Four Ways to Eat Black Locust Blossoms (and One Way Not to Bother)
Black locust trees set me up for greed. It must’ve been deliberate – the first several trees I saw held their branches just out of reach, a few letting me grab one or two flowers as a tease, a few just mocking me from the tangled hill above the parking lot.
So when I found three trees near the ground, I was in the perfect frame of mind to heedlessly stuff two grocery bags full of flowers, not entirely realizing what I’d done until I got home. If you don’t count the parts where I was jumping off a windowsill trying to pull down a particularly flower-laden branch in a back alley, the picking went very quickly. After the flowers were washed and fluffed dry, the large bowl, the giant bowl, the stockpot, and the popcorn bowl were all overflowing. Ohshit.
Over the course of the weekend I’ve gotten it down to just the giant bowl. We’ve been grabbing handfuls of the flowers to nom as we walk through the dining room (for those of you keeping track, that is Way #1) and eating them in various ways for lunch and dinner; we also managed to offload quite a few at a potluck.
As far as I’m concerned, black locust blossoms are a functional equivalent to peas, and *not* the same thing as rose petals or lilacs. Though I am grateful to The Three Foragers for their timely black locust flower post, I don’t quite understand what drives them to make custard and jelly from their flowers. I was really happy with my savory and sweet-salad uses. Concepts (they are only “recipes” in the medieval use of the word) are below the jump; suggestions for ways to use up the remaining flowers are welcome.
Sesame Summer Rolls
We had some leftover chicken, some carrots that were about to go bad, store-bought egg roll wrappers, and the black locust blossoms. Oh, and the chive blossoms – the chives have been feeling super sexy lately and putting out tons of flowers. And a few dame’s rocket flowers, which I’d picked when I despaired of finding accessible black locust. Shredded the chicken, grated the carrot, and mixed it up with some tahini, soy sauce, and ginger.

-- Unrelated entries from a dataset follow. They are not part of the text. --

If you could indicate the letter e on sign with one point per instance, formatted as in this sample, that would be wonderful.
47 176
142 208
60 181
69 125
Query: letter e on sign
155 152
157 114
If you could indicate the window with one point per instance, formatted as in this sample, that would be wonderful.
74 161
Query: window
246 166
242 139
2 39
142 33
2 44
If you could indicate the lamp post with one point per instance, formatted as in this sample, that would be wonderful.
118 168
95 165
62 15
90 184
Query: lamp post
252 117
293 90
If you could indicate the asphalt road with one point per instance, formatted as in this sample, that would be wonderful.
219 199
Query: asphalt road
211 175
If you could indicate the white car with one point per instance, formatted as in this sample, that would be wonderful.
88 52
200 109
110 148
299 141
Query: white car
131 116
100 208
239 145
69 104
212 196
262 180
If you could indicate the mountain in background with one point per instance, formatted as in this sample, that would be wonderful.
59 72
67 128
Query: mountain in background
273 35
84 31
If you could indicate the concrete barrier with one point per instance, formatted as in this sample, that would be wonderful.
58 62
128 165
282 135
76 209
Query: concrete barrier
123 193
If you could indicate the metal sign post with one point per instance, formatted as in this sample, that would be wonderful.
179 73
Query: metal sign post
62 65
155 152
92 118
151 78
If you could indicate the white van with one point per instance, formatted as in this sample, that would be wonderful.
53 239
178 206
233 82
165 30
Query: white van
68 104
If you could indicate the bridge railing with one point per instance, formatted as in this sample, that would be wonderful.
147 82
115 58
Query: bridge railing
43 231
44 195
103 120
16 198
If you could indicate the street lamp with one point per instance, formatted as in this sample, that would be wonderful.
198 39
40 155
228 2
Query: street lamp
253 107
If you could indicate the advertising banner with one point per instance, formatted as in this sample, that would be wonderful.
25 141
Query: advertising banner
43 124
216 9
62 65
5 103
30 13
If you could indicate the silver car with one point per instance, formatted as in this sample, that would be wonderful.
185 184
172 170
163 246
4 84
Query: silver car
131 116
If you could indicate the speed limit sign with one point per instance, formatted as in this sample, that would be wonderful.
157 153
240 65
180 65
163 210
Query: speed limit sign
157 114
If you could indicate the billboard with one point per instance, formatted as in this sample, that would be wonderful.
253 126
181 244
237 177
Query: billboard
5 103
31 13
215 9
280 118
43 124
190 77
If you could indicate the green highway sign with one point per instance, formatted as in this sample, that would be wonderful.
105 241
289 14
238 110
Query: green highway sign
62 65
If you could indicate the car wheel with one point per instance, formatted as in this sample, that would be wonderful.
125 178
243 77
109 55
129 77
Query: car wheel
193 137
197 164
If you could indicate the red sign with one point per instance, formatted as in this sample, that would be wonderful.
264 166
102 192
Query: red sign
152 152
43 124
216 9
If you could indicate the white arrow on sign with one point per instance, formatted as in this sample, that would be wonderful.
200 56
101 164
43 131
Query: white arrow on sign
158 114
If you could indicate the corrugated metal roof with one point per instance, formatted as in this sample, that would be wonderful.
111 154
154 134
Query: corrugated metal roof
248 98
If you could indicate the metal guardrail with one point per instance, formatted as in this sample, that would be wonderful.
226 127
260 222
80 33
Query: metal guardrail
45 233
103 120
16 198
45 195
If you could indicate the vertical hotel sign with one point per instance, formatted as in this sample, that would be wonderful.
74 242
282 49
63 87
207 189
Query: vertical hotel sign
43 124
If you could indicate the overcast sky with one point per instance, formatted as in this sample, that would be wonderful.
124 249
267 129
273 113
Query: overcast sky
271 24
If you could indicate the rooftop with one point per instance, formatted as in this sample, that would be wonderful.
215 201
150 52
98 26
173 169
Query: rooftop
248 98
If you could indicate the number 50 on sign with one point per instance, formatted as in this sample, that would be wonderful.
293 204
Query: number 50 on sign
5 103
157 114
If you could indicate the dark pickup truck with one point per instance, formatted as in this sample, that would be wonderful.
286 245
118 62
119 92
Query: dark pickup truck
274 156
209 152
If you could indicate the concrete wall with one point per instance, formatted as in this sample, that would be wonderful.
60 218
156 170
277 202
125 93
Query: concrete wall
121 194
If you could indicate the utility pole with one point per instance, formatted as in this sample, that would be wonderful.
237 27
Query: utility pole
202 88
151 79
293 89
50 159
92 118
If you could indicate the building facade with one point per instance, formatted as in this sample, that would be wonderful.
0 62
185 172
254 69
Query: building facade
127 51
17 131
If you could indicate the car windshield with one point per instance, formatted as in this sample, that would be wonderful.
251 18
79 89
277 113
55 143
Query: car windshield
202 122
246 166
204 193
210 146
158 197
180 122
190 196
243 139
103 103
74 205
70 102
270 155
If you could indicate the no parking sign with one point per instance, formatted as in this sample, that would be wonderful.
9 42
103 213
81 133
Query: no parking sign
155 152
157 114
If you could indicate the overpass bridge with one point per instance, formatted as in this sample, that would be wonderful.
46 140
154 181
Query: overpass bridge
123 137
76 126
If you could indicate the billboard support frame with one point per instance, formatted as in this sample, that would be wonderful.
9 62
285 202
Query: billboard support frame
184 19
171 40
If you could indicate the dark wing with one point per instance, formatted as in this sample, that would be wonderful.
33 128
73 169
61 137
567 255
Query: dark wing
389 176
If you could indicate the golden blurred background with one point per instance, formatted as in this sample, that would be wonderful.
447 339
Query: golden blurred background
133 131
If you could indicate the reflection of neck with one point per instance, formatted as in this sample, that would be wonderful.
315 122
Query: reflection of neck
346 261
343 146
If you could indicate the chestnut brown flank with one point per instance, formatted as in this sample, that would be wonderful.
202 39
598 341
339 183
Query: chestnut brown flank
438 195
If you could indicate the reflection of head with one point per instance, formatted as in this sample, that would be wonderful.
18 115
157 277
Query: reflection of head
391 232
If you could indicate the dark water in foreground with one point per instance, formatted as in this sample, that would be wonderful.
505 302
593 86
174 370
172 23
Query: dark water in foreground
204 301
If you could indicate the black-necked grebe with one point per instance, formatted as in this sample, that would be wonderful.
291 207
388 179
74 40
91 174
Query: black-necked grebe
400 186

Sadly, the camera was out of batteries, or I’d have a picture of how they looked just before wrapping. If I make these again I will wilt the flowers before adding them to the egg roll, so that they don’t leave such big air pockets after cooking, but that’s a minor tweak; the egg rolls still fried up really well.
Actually, if I make these again I will stick to dame’s rocket and money plant flowers. The black locust flowers were okay, but not really noticeable as anything other than vegetable filler underneath the tahini; the dame’s rocket flowers were amazing.
Black Locust Blossom, Chive Blossom, and Mint Salad
Ingredients: Black locust flowers, chive flowers, dressing. Separate the chive flowers (unless you prefer your onion-y flavor in heterogeneous nuggets).
Dressing: Mayonnaise, mint, lemon juice, sugar, a pinch of powdered ginger, a pinch of salt. Finely mince the mint and mix, or just buzz everything in a food processor. I’m not sure the ginger added anything important; onion powder might’ve been better, but I didn’t have any on hand.
We took this to a potluck picnic and it got excellent reviews.
Cream of Black Locust Blossom Soup
Sticking to the theory that black locust blossoms are just a funny kind of pea, I made more or less this summer pea soup with onions, mint, homemade chicken-and-scraps stock, and my shiny new immersion blender. It was tasty warm, and I imagine that it’ll also be tasty cold.
Don’t Bother: Dehydrated Black Locust Flowers
After the Mister lamented that the plain flowers ought to be crunchier, we decided to try them in the dehydrator. I tossed them with a little bit of oil, mint, and sugar and left them overnight. The results taste good but the texture is all wrong – the flowers are too small to sink your teeth into, so it just feels a little bit prickly and very unsatisfying.
For Tomorrow: Pasta with Black Locust Blossoms, Brown Butter, and Sage
Snap peas + brown butter + sage was a Flavor Bible recommended pairing that got into my brain while I was cooking the soup. You can’t go too far wrong with brown butter (unless it burns).